Retooling Detroit’s old industries and advancing its new ones will take public money, and the feds are the only ones with money to give these days. But Washington already spends heavily on Detroit--$18.4 billion went to the city and the surrounding county in 2008. This money, however, isn’t invested with any broader purpose, a sense of how all this spending can add up to something grander. A better return on federal investments will take a functioning local government as well as leadership in suburban counties that is willing to collaborate closely with the city. And, with so much sclerosis, change will only emerge with a strong hand from above. State and federal governments should place the city’s most dysfunctional agencies in receivership as a quid pro quo for federal investment--a milder version of the federal takeover of Washington, D.C., in the 1990s. These higher-level governments should also insist that the city and its suburbs end their wasteful bickering and act as one on issues that naturally cross borders, like transportation and the environment. The region’s elected officials should be strongly encouraged to replicate the metropolitan mayors’ caucuses in Chicago and Denver, or a strong metropolitan transportation and land-use agency, as in Portland or Minneapolis. Business will never have faith in Detroit with local government in its current condition and with the metropolis so riven by old city-suburb divisions.

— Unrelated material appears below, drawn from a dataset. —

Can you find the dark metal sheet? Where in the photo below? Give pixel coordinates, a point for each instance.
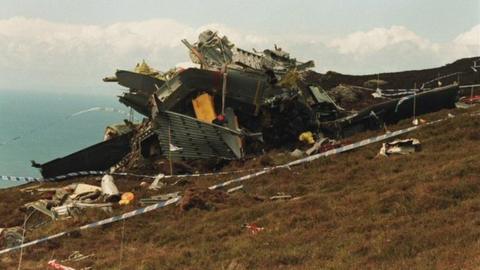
(100, 156)
(196, 139)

The point of Turin is that dramatic reform in local and metropolitan governance, coupled with strategic interventions from above, catalyzes market revival. Turin reoriented manufacturing with smart, subtle, and relatively minimal government interventions. And there are plenty of opportunities like this in Detroit. The metropolitan region is packed with companies that supplied parts to the Big Three. Because of the current credit desert, these companies should receive low-interest loans that allow them to reconfigure their plants to produce parts that can be sold to the international auto market--or for other types of machinery. And local government (or NGOs, even) can play the role of industrial planner. That is, they can look across the map and find instances where research institutions and manufacturers should collaborate on new ventures.